Customizing the colours

Manually

my_favourite_colours = c("#5bc0de", "#d9534f",  "#ffbf00")

Places to find colours: https://www.color-hex.com/color-palettes/popular.php

g <- (
  ggplot(iris, aes(x=Petal.Length, y=Petal.Width, colour=Species))
  
  + geom_point()

  
  # Customize
  + theme_minimal()
  
  + scale_colour_manual(values=my_favourite_colours) # this is where you customize it
)

g

Built-in palettes

You can use built-in palettes, you just need to know their names/numbers.

  • Check the documentation https://ggplot2.tidyverse.org/reference/scale_brewer.html -> for the different settings

  • To understand which colour palettes are available, check: https://colorbrewer2.org/

g <- (
  ggplot(iris, aes(x=Petal.Length, y=Petal.Width, colour=Species))
  
  + geom_point()

  
  # Customize
  + theme_minimal()
  
  + scale_colour_brewer(type="qual", palette=2) # Bult-in palette of colours for the aesthetic `colour`, as given by the Colour Brewer
)

g

df1$source <- "df1"
df2$source <- "df2"
ggplot(bind_rows(df1, df2), aes(x=colour)) +
  geom_bar() + facet_wrap(~ source)

Faceting

Useful when you want to plot two charts in the same image.

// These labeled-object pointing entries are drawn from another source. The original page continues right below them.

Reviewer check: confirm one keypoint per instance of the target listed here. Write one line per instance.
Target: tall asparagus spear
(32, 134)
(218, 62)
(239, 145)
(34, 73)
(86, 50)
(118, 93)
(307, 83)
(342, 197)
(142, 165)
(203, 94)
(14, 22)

Observation: you might need to combine (append) the two dataframes first. Use the tidyverse function bind_rows (same as rbind)

g <- (
  ggplot(iris, aes(x=Petal.Length, fill=Species))
  
  + geom_histogram()

  
  # Customize
  + theme_bw()
  
  + scale_colour_manual(values=my_favourite_colours) 
  
  + facet_grid(Species ~ .) #This is what does it
)

g
`stat_bin()` using `bins = 30`. Pick better value with `binwidth`.

About tidyverse

tidyverse is a set of R packages that have several functions and facilities for working with data. I find tidyverse more intuitive than base R, and there’s an entire book available for free online (R for Data Science) that contains a lot of helpful tutorials about tidyverse. Let me point to a few specific chapters:

  • You might need or want to transform data when working on your problem sets. Check out Chapter 5 of R for Data Science online book.
  • Data visualization is another helpful skill. You can learn a bit more about ggplot β€” the tidyverse way of making plots β€” in Chapter 3 of R for Data Science online book.
  • What should you be looking for when working with data? Check Chapter 7 to learn the basics of exploratory data analysis.
  • Do you get confused about R Markdown, the idea of β€œknitting” a file? Then read Chapter 27.
  • (More advanced) Do you want to learn how to reshape data or deal with more complex data manipulation? Then have a look at Chapter 12 - Tidy data and Chapter 13 - Iteration.
  • Are you already familiar with tidyverse, but you constantly need to Google how to do things? Save these cheatsheets to your computer.